Her head shook in a way that meant she didn't know. Her hands twisted silver cloth at her hips: scarlet bled

Woke up this morning in the dark loft. Heard a handful of cars before I rolled to the window and pulled back the shade. Sunlight opened like a fan across the blanket. I climbed down the ladder pole, dressed, and went outside. The air was chill enough to see breath. The sky, lake blue, was fluffed with clouds to the south; the north was clear as water. I walked to the end of the block. The pavement was dark near the edge from pre-dawn rain. I stepped over a puddle. At the bus stop — was it eight o'clock yet? — stood a man in a quilted jacket carrying a black enamel lunch box; two women with fur collars; a man in a grey hat with a paper under his arm; one woman in red shoes with big, boxy heels. Across the street stood a long-haired kid in an army jacket, thumb out for the uphill traffic. He grinned at me, trying for my attention. I thought it was because I'd left one boot off, but he wanted me to look at something in the sky without attracting the other people at the stop. I looked up between the trolley wires. White clouds hung behind the downtown buildings, windows like a broken honey comb running with brass dawn-light. Perhaps twenty-five degrees of an arc, air-brushed on the sky, were the pink, the green, the purple of a rainbow.
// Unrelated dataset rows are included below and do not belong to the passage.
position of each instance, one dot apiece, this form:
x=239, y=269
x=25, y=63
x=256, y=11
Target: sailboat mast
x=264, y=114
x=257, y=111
I looked back at the kid on the corner, but a seventy-five Buick came glistening to a stop for him and he was getting oh God oh Jesus, please o please I can't I please don't let it

down from one; yellow snaked across her belly from the other. "In the burning," she said very quickly. "In the fire… all your poems, the new ones; they burned…!" Her lips kept touching and parting, sorting more words, none of which fit. "Everything, all of them… I couldn't…"

"Unnn…" Something went right into my stomach without using gut or throat for entrance, I said, "Unnn…" She let go her skirt.

"That's… good I guess," was all I could say. "I didn't like them. So it's good they're… gone."

"You should have kept them in your notebook! I was wrong! You should…" She shook her head. "Oh, I'm so sorry!"